Der Prüfungsausschuss hat im Berichtsjahr zwei Telefonkonferenzen und drei Präsenzsitzungen abgehalten. Der Ausschuss hat sich mit der Prüfung der Zwischenberichte und in Anwesenheit der Abschlussprüfer mit der Prüfung des Konzern- und Jahresabschlusses sowie mit der Prüfung des Gewinnverwendungsvorschlags des Vorstands befasst. Darüber hinaus wurde die Bestellung des Abschlussprüfers unter Berücksichtung der Prüfung von dessen Unabhängigkeit für das Geschäftsjahr 2012 vorbereitet. Außerdem hat der Prüfungsausschuss die Finanzierungssituation des Konzerns sowie die Risikobeurteilung und Liquiditätssituation bei einzelnen Großprojekten hinterfragt und die Maßnahmen zur Reduktion der Verschuldung beratend begleitet. Weiter wurden dem Prüfungsausschuss in einer Schwerpunktsitzung die Aufnahmen und Dokumentationen zum internen Kontrollsystem und durchgeführte Prüfungshandlungen zur Compliance in der Unternehmensgruppe vorgestellt. Der Ausschuss hat sich mit der Beurteilung von Risiken anhand eines Risiko-Kompasses und mit dem Risikomanagementsystem befasst.

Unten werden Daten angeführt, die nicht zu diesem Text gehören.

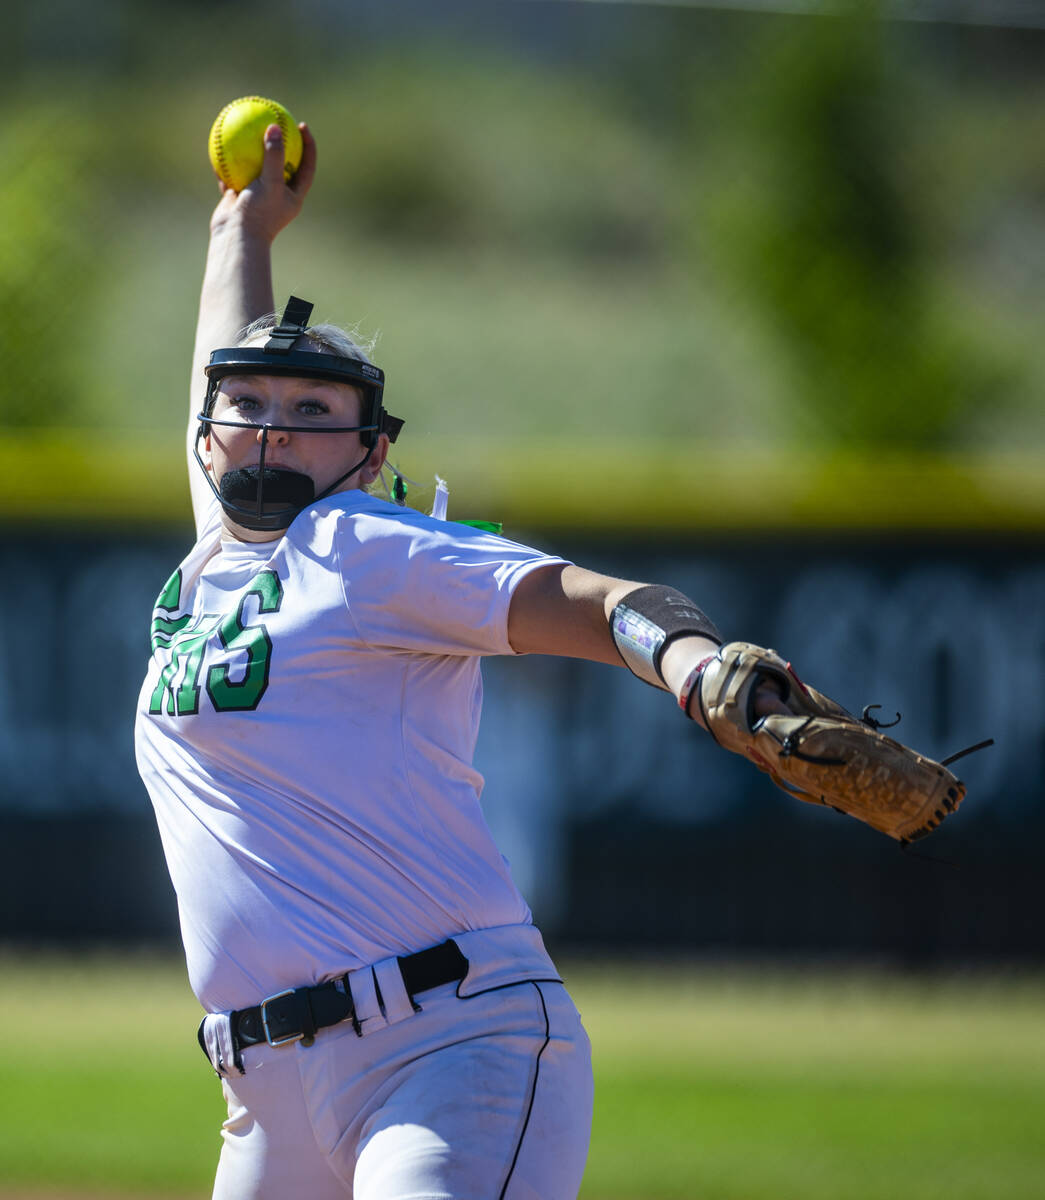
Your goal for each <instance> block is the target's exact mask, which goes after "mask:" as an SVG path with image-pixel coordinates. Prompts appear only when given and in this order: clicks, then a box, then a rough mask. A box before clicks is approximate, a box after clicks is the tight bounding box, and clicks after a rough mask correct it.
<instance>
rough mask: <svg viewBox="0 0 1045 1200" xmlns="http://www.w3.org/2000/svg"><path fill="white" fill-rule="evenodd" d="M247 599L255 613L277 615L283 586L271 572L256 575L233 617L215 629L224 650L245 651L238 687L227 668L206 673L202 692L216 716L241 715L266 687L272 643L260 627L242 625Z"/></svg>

Jahres- und Konzernabschlussprüfung 2012
Der Jahresabschluss der BAUER AG zum 31. Dezember 2012 und der Konzernabschluss sowie die zugehörigen Lageberichte wurden durch den von der Hauptversammlung gewählten und vom Aufsichtsrat beauftragten Abschlussprüfer, PricewaterhouseCoopers Aktiengesellschaft und Wirtschaftsprüfungsgesellschaft, Stuttgart, unter Einbeziehung der Konzernrechnungslegung geprüft und jeweils mit einem uneingeschränkten Bestätigungsvermerk versehen. Der Prüfungsausschuss hat die Abschlussunterlagen und die Berichte einer Prüfung unterzogen. Über die Prüfung hat der Ausschuss dem Aufsichtsrat berichtet. Der Abschlussprüfer hat sowohl an den entsprechenden Sitzungen des Prüfungsausschusses als auch an der Bilanzsitzung des Gesamtaufsichtsrats teilgenommen.
Die Abschlussunterlagen und Berichte des Wirtschaftsprüfers wurden allen Aufsichtsratsmitgliedern rechtzeitig zur Einsicht ausgehändigt. Nach eigener Prüfung des Jahresabschlusses, des Konzernabschlusses, des Lageberichts und des Konzernlageberichts haben wir das Ergebnis der Prüfung durch den Abschlussprüfer zustimmend zur Kenntnis genommen. Es bestanden keine Einwände. Der Jahresabschluss der BAUER AG sowie der Konzernabschluss wurden vom Aufsichtsrat in seiner Bilanzsitzung am 9. April 2013 gebilligt. Der Jahresabschluss der BAUER AG wurde damit festgestellt. Dem Lagebericht sowie dem Konzernlagebericht stimmte der Aufsichtsrat inhaltlich zu. Dem Vorschlag des Vorstands für die Verwendung des Bilanzgewinns hat sich der Aufsichtsrat nach Vorbehandlung im Prüfungsausschuss angeschlossen.
Den Vorständen, allen Mitarbeiterinnen und Mitarbeitern sowie den Arbeitnehmervertretungen aller Konzerngesellschaften danke ich im Namen des gesamten Aufsichtsrats für ihren großen Einsatz und die im abgelaufenen Geschäftsjahr geleistete Arbeit.
Schrobenhausen, April 2013
Der Aufsichtsrat
Dr. Klaus Reinhardt, Aufsichtsratsvorsitzender
Vorschlag für die Verwendung des Bilanzgewinns 2012
Das Geschäftsjahr der BAUER AG schließt mit einem Bilanzgewinn von € 27.448.332,51 (Vorjahr € 22.590.906,89).
Der Vorstand schlägt in Einvernehmen mit dem Aufsichtsrat vor, eine Dividende für 2012 von € 0,30 je Aktie (€ 5.139.300,00) an die Aktionäre auszuschütten. Der verbleibende Bilanzgewinn in Höhe von € 22.309.032,51 soll auf neue Rechnung vorgetragen werden.